Scientific classification
- Kingdom: Animalia
- Phylum: Chordata
- Class: Actinopterygii
- Order: Cichliformes
- Family: Cichlidae
- Tribe: Geophagini
- Subtribe: Crenicaratina
- Groups included: Crenicichla; Hemeraia; Lugubria; Saxatilia; Wallaciia;
- Cladistically included but traditionally excluded taxa: Teleocichla;

= Pike cichlid =

Grouping of South American cichlid fish

Pike cichlids are South American cichlid fish of the subfamily Cichlinae, all possessing an elongated body which drew comparison to pikes (Esox).

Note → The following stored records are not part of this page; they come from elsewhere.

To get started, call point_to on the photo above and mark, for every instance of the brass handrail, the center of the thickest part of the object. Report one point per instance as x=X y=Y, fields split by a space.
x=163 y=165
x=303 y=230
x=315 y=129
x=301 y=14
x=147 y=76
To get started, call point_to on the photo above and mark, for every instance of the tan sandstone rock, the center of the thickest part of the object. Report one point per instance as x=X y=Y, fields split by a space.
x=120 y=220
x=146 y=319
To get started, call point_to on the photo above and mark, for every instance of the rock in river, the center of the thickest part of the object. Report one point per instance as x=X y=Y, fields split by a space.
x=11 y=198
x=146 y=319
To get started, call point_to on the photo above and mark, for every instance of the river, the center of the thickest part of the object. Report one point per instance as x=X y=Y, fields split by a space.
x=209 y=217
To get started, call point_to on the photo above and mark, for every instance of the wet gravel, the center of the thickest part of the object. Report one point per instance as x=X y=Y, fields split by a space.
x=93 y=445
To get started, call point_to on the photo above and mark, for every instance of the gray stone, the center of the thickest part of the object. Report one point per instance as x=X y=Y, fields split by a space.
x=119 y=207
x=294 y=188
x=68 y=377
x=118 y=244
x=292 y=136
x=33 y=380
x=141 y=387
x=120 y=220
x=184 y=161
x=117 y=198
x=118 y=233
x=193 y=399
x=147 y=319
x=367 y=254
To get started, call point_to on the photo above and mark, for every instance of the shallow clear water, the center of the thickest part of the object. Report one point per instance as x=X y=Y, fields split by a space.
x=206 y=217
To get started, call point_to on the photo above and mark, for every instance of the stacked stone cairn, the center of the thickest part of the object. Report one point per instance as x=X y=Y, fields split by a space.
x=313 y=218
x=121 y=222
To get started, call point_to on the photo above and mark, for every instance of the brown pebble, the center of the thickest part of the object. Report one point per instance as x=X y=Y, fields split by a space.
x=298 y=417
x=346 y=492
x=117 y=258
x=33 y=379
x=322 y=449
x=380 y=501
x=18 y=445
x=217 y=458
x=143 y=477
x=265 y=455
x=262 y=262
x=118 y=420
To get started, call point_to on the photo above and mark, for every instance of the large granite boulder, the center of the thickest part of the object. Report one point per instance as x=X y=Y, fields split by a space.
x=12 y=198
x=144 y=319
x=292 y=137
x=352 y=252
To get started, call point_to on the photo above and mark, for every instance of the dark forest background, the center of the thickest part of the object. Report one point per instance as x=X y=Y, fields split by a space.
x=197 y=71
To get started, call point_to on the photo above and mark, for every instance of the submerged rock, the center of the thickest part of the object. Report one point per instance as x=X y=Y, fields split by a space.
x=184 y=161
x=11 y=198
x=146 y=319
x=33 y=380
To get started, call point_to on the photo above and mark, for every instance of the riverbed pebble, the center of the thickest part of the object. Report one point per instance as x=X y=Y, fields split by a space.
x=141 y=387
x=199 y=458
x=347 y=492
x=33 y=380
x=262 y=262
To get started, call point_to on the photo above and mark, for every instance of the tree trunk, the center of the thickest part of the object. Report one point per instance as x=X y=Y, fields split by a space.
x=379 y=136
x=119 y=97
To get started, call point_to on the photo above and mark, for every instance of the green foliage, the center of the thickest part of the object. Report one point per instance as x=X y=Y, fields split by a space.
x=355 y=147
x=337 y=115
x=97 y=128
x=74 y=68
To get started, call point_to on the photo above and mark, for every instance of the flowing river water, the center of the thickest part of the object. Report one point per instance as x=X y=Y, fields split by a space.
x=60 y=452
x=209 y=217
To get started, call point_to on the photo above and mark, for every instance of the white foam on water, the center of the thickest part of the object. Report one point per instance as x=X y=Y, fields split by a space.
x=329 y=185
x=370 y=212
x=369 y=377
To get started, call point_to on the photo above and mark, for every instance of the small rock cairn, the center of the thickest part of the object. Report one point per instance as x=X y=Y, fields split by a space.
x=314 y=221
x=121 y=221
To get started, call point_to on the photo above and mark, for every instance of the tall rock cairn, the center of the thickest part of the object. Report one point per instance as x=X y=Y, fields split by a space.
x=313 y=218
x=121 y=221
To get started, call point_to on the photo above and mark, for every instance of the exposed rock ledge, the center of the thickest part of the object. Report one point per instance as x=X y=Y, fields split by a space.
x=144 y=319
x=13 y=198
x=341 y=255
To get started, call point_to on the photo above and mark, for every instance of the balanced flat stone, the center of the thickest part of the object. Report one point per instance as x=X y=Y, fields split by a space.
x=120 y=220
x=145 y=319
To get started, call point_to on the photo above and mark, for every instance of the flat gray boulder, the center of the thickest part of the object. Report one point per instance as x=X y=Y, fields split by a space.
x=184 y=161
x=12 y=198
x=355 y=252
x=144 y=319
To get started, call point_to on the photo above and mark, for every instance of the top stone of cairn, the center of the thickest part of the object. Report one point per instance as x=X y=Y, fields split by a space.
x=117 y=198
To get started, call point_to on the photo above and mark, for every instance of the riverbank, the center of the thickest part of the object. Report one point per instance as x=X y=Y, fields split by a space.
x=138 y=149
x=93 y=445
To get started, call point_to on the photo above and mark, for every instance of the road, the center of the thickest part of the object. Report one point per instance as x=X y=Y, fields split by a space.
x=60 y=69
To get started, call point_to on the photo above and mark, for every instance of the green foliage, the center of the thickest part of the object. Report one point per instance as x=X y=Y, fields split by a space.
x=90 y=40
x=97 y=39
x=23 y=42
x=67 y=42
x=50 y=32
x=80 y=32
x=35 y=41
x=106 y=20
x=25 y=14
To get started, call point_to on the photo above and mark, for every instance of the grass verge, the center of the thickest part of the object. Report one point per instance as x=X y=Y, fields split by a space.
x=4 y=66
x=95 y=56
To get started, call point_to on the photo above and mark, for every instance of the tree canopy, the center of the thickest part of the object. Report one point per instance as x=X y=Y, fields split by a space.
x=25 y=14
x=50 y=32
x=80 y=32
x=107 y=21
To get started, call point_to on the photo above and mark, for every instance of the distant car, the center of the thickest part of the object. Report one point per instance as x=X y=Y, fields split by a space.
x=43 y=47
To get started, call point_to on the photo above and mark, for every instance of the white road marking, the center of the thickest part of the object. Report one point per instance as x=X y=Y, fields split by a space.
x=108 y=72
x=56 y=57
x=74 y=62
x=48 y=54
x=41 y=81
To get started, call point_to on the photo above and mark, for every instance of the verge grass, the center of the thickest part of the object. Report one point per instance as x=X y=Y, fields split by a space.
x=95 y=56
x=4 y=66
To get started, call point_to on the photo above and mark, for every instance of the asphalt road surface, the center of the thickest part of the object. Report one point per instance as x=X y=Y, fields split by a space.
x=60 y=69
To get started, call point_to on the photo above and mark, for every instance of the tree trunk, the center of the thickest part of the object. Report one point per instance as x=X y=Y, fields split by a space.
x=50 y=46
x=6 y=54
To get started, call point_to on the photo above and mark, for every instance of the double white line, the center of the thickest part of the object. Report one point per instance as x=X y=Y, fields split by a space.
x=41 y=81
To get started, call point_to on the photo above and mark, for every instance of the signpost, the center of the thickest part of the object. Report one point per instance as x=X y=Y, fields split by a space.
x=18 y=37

The two earliest genera which were erected by Johann Jakob Heckel were Batrachops and Crenicichla. All subsequent species of elongated, small-scaled cichlid from South America were all placed within the genus Crenicichla (which also absorbed the genera Batrachops and Boggiania), but they eventually were split out in a 2023 taxonomic revision. The same study also proposed the new subtribe Crenicichlina to encompass these genera of pike cichlids, though online authorities such as WoRMS and ECoF has not validated this classification system.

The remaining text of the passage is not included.